Types of Winter Greens

Lettuce

Many varieties of lettuce grow in the winter such as Butter Head, Oakleaf, Iceberg and many types of loose leaf lettuce.

 Broccoli Rabe

Broccoli rabe has long, slender, sometimes tough stems with dark green, rippled leaves. The bright yellow flowers are also edible.

Collard Greens

A favorite in the American South, collard greens have large, thick, dark green leaves, each branching from a thick central stem. Their flavor is mild, but the tough texture calls for long cooking.

Escarole

A slightly bitter member of the chicory family with broad, ruffled leaves, escarole can be eaten cooked or raw.

Kale

As a member of the cabbage family, kale has firm, tightly crinkled leaves on long stems. Sturdy kale is dark green in color, with an earthy flavor similar to cabbage; it holds its texture well in cooking.

Mustard Greens

Light green with hints of yellow, mustard greens come in different varieties that range in size, shape and sharpness.

Spinach

Spinach has dark green leaves and an earthy, faintly bitter flavor. Several varieties are available: Some have thick, crinkled leaves, while others are smooth and flat. Small, immature leaves, marketed as baby spinach, are sold in bulk in many markets and are an excellent salad green.

Swiss Chard

Also known as chard, this green has large, crinkled leaves on fleshy, ribbed stems. There are two varieties: one with red stems and another with pearly white stems. Red chard, also marketed as rhubarb or ruby chard, has a slightly earthier flavor, while chard with white stems tends to be sweeter.

Turnip Greens

Among the most assertive of the dark greens, turnip greens are rarely eaten raw.
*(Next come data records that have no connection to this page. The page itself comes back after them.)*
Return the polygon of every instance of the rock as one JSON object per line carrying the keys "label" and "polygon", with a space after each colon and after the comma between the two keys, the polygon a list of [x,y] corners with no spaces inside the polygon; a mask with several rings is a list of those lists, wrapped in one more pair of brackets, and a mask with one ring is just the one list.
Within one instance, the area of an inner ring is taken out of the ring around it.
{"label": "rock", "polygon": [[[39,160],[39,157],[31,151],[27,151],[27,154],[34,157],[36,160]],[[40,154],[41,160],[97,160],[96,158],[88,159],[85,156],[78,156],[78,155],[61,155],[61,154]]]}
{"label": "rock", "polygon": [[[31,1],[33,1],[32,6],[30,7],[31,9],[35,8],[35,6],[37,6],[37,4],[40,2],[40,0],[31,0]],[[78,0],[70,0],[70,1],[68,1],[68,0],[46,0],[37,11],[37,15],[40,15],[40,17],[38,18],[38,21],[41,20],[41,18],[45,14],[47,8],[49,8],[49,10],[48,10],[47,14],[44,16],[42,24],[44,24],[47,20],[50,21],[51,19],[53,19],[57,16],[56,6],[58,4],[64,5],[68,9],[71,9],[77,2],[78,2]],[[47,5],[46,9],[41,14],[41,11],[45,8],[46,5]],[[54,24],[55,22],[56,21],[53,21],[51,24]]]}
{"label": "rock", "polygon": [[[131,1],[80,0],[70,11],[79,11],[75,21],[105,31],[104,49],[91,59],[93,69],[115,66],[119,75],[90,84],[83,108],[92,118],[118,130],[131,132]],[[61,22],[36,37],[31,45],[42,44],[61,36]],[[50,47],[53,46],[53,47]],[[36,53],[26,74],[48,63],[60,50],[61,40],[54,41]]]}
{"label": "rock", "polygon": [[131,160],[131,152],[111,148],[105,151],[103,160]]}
They boast rich flavor when slowly braised and are often mixed with collard and mustard greens.

Cabbage

Sweet, creamy-tasting and crunchy when raw; buttery tasting, earthy when cooked. Cook the cabbage slowly, in a little oil with a few tablespoons of water-to concentrate its flavors and keep its leaves plump.

At Farmview Market we have a tremendous selection of Georgia Grown Wintergreens for you to choose from for you to enjoy. Stop into the grocery today and enjoy some tonight. We also, even have a delicious Creamed Collards recipe that YOU must try!

Creamed Collards        

Ingredients:

2 pounds                                 collards, cut and stemmed

6 oz.                                            bacon, cubed

4 oz.                                            onion, diced

3                                                   cloves of garlic, minced

4 oz.                                            cream cheese

4 oz.                                            heavy cream

2 oz.                                            butter

4 oz.                                            parmesan cheese

Salt and Pepper to taste

Directions:

In a medium pot, render fat from bacon on medium-low heat for 6-8 minutes.

Add onion and butter and sauté 4 minutes. Include garlic and cook for 2 more minutes.

Add collards and 1 quart of water and simmer for 20 minutes. Remove from heat, let cool slightly, and drain.

In small pot, mix cream cheese, heavy cream and 2 oz parmesan and heat on low for 10 minutes and mix thoroughly.

Combine cheese mixture and drained collards and mix well.

Place in a casserole or baking dish, and top with parmesan cheese.

Bake for 12-15 minutes, or until cheese is golden brown.